Évidemment, la gestion SMR est plus complexe puisqu’elle va du coup intégrer, sur les bords de pistes, des informations qui diront à quelle “vraie” piste appartiennent les données stockées à cheval entre deux; la manipulation requiert des séquences de lecture écriture complexes qui ne correspondent pas à un usage de disque dur de PC mais bien plutôt à des stockages de séquences de données plus longues, moins souvent modifiées qui correspondent notamment plus à des usages de Big Data traitées par des Data Centers.

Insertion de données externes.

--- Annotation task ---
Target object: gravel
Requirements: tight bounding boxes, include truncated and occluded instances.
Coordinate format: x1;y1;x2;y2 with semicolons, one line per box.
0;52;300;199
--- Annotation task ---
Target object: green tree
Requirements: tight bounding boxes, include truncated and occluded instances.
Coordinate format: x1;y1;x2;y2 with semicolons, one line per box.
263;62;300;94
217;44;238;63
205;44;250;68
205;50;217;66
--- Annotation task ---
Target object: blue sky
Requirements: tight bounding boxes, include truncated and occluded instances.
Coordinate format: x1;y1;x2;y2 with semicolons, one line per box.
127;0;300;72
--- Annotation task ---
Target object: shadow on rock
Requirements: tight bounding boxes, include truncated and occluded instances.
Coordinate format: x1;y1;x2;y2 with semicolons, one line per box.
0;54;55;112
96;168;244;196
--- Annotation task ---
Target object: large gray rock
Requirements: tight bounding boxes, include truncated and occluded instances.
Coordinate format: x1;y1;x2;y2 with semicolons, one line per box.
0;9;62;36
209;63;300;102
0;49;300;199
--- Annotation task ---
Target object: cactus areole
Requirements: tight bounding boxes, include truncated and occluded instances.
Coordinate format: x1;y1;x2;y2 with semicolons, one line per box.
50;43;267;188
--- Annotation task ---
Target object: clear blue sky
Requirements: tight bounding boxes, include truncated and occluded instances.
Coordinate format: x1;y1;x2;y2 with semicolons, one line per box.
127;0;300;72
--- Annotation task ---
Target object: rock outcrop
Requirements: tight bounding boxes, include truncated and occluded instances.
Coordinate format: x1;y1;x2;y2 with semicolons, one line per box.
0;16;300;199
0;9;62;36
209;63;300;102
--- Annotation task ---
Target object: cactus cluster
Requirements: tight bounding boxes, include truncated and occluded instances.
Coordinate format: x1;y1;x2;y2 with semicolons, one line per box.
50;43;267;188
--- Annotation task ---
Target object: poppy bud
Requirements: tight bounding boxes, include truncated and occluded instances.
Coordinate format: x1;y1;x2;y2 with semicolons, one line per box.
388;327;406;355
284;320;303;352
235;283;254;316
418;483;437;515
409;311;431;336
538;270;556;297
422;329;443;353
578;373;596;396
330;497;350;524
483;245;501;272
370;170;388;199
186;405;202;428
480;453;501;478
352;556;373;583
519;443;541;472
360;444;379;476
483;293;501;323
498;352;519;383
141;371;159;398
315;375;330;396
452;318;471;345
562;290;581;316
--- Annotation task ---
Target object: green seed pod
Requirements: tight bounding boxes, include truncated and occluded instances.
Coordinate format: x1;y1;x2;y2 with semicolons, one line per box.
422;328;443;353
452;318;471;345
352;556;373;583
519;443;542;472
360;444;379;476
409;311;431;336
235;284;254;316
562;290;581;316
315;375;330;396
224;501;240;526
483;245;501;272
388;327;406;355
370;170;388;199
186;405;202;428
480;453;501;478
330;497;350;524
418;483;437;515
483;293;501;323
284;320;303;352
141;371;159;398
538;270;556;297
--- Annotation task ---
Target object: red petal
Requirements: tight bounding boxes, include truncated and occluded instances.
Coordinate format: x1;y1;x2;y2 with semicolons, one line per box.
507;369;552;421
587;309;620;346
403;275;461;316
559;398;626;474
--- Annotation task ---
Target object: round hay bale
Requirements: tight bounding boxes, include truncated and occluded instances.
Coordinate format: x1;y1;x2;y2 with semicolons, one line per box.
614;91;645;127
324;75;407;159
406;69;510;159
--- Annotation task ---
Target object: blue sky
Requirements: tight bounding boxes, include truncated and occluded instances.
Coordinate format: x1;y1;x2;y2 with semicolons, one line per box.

Pour finir, si on compte bien 25% de plus de stockage sur un disque dur dont la capacité avec le gonflage à l’hélium était de 8 To, on arrive bien à 10 To. Mine de rien, entre le disque de 4 To qui, gonflé à l’hélium, avait pu porter sa capacité à 6To, on a quand même assisté ici à une augmentation de 60% de la capacité d’un disque en un an. Rappelons que le rôle de l’hélium est de réduire les frottements, d’alléger les têtes et d’en réduire du coup l’inertie, de réduire la consommation électrique, et donc la température de fonctionnement. Avec ces avantages, cela permet, avec quelques aménagements, d’ajouter un ou plusieurs plateaux entre deux ou trois plateaux déjà existants.